For public models that other teams depend on, also set the access level:

# dbt_project.yml
models:
  myproject:
    staging:
      +access: private   # staging models: internal only
    intermediate:
      +access: private   # intermediate: internal only
    marts:
      +access: public    # marts: cross-team consumption OK
      finance:
        +access: public

Performance Patterns Worth Knowing

dbt is a SQL orchestrator, not a query optimizer. The performance work still happens in your warehouse SQL. But there are dbt-specific patterns that significantly affect runtime:

Avoid ref() chains that force sequential runs. If model C depends on B which depends on A, they run in series. Consider whether B and C can both depend directly on A if the intermediate logic is simple. Shorter chains parallelize better.

Use ephemeral models sparingly. Ephemeral models are inlined as CTEs into the models that reference them. This is convenient but creates deeply nested SQL that is hard to debug. Prefer views for shared staging logic that does not need to be materialized.

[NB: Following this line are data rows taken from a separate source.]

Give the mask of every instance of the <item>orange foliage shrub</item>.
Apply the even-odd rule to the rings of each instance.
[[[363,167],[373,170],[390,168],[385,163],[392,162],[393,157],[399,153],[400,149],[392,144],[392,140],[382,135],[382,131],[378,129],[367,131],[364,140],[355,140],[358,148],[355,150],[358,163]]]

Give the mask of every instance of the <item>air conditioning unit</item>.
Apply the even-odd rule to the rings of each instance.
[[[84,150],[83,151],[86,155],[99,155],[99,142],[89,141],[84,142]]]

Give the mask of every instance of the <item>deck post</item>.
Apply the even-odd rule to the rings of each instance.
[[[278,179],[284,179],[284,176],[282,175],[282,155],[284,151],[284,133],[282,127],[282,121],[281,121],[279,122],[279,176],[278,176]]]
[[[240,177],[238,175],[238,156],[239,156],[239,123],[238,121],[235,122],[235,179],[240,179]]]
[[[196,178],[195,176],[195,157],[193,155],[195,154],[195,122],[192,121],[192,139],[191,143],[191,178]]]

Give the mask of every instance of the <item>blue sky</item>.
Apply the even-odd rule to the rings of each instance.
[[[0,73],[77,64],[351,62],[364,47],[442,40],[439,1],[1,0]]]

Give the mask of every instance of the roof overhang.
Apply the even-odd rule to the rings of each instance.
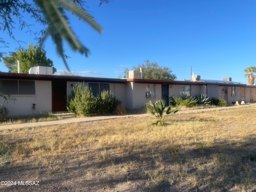
[[[4,72],[0,72],[0,78],[76,82],[108,82],[121,84],[125,84],[126,82],[126,80],[124,79],[100,78],[73,76],[40,75]]]
[[[134,82],[134,83],[143,83],[149,84],[162,84],[169,85],[215,85],[219,86],[246,87],[246,84],[239,83],[231,83],[226,82],[207,82],[201,81],[173,81],[170,80],[157,80],[152,79],[128,78],[126,79],[127,82]]]

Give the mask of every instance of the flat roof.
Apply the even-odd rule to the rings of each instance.
[[[80,82],[84,81],[86,82],[108,82],[121,84],[125,84],[126,82],[126,80],[125,79],[100,78],[98,77],[84,77],[75,76],[40,75],[37,74],[8,73],[5,72],[0,72],[0,78]]]
[[[84,77],[76,76],[64,76],[56,75],[42,75],[25,73],[0,72],[0,78],[6,79],[21,79],[28,80],[41,80],[57,81],[71,81],[78,82],[108,82],[110,83],[126,84],[126,82],[134,82],[135,83],[163,84],[184,85],[216,85],[229,86],[252,86],[246,84],[233,81],[215,80],[201,80],[200,81],[176,81],[171,80],[158,80],[140,78],[114,78],[99,77]]]

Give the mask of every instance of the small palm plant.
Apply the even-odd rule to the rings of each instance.
[[[158,123],[161,125],[164,124],[166,118],[178,112],[172,105],[166,106],[165,100],[157,100],[154,105],[150,101],[146,106],[146,110],[147,113],[156,117],[156,121],[152,124],[155,125],[157,125]]]

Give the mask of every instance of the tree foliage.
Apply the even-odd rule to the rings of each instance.
[[[9,69],[9,72],[18,72],[17,60],[18,60],[22,73],[28,73],[30,68],[36,66],[52,67],[54,73],[57,70],[53,67],[52,61],[47,58],[46,53],[44,50],[38,47],[37,44],[33,47],[31,43],[26,50],[22,49],[16,52],[10,52],[9,56],[3,58],[3,62]]]
[[[249,85],[253,85],[254,84],[254,79],[256,76],[253,74],[256,73],[256,67],[251,66],[244,69],[244,72],[245,73],[244,76],[248,77],[248,83]]]
[[[108,3],[108,0],[100,0],[99,6],[102,3]],[[50,36],[56,45],[58,54],[62,58],[67,68],[69,70],[66,59],[68,56],[65,54],[63,42],[66,41],[74,51],[87,56],[89,50],[78,40],[69,24],[67,13],[71,13],[80,20],[89,24],[96,31],[100,33],[102,29],[86,11],[86,2],[83,0],[34,0],[33,2],[24,0],[1,0],[0,1],[0,30],[6,31],[10,37],[20,45],[19,40],[13,35],[12,30],[18,28],[16,20],[18,21],[20,30],[26,28],[34,35],[38,40],[40,46],[43,45],[45,40]],[[24,15],[28,14],[32,20],[45,28],[40,31],[33,31],[30,24],[24,20]],[[0,43],[6,44],[4,41]],[[3,52],[0,53],[2,56]]]
[[[148,60],[144,61],[145,63],[139,64],[137,66],[133,66],[132,70],[140,71],[141,68],[142,78],[148,79],[158,79],[165,80],[175,80],[176,75],[172,73],[171,68],[168,67],[160,67],[156,62],[150,62]],[[129,76],[129,70],[126,68],[124,71],[124,78],[128,78]]]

Pre-hook and post-hook for warehouse optimization:

# Snowflake: cluster the table after building
{{ config(
    materialized='table',
    post_hook=[
        "ALTER TABLE {{ this }} CLUSTER BY (order_date, customer_id)"
    ]
) }}

# BigQuery: partition and cluster
{{ config(
    materialized='table',
    partition_by={'field': 'created_date', 'data_type': 'date'},
    cluster_by=['customer_id', 'product_id'],
) }}

Use dbt ls before large runs. dbt ls --select +model_name shows you every upstream dependency of a model. Running this before a dbt run --select +model_name in production tells you exactly what will execute. No surprises.

The Meta-Skills: What Separates Senior from Mid

Technical dbt knowledge is table stakes at the senior level. The differentiation comes from three meta-skills:

Naming discipline. Model names communicate purpose. fct_ prefix means a fact table (one row per event). dim_ means a dimension (one row per entity). int_ means intermediate business logic.stg_ means a source-aligned staging model. Enforce these conventions in code review, not just documentation. A model named customer_data in a production dbt project is a maintenance problem waiting to happen.

Deprecation strategy. Old models accumulate. A mart model that used to power a dashboard no one uses is still running, still costing compute, still confusing new team members who think it matters. Mark models with meta: flags in their YAML when they are deprecated candidates. Build a quarterly review into your team process. Delete things.

Documentation as a forcing function. Writing a model description forces you to articulate what the model actually does. If you cannot write two clear sentences about what a model produces and who uses it, the model is probably doing too much. Use the documentation requirement as a design review, not just a compliance checkbox.

# Good documentation forces clarity
models:
  - name: fct_monthly_revenue
    description: >
      Monthly revenue aggregated from delivered orders.
      One row per calendar month. Excludes refunded and
      cancelled orders. Source of truth for the Finance
      team's MRR dashboard and board reporting.
      Owner: data-platform@company.com
    meta:
      owner: data-platform
      consumers: [finance-dashboard, board-reporting-pipeline]
      sla: "updated by 6am on the 1st of each month"
      deprecated: false

The Part No Tutorial Covers

The hardest part of senior dbt work is not the SQL or the configuration. It is the organizational work: establishing conventions before the project grows past the point where everyone agrees, getting engineering and analytics to share ownership of the same models, and convincing stakeholders that a slow build with proper testing is faster than a fast build that breaks every time upstream changes.

dbt is a coordination tool as much as a transformation tool. The engineers who get the most out of it are the ones who treat model design as an API design problem -- thinking about downstream consumers, change management, and long-term maintainability before writing the first SELECT.

The SQL is the easy part. Getting the team to agree on what “monthly revenue” means and encoding that definition in a contract that does not break silently -- that is the senior engineer's actual job.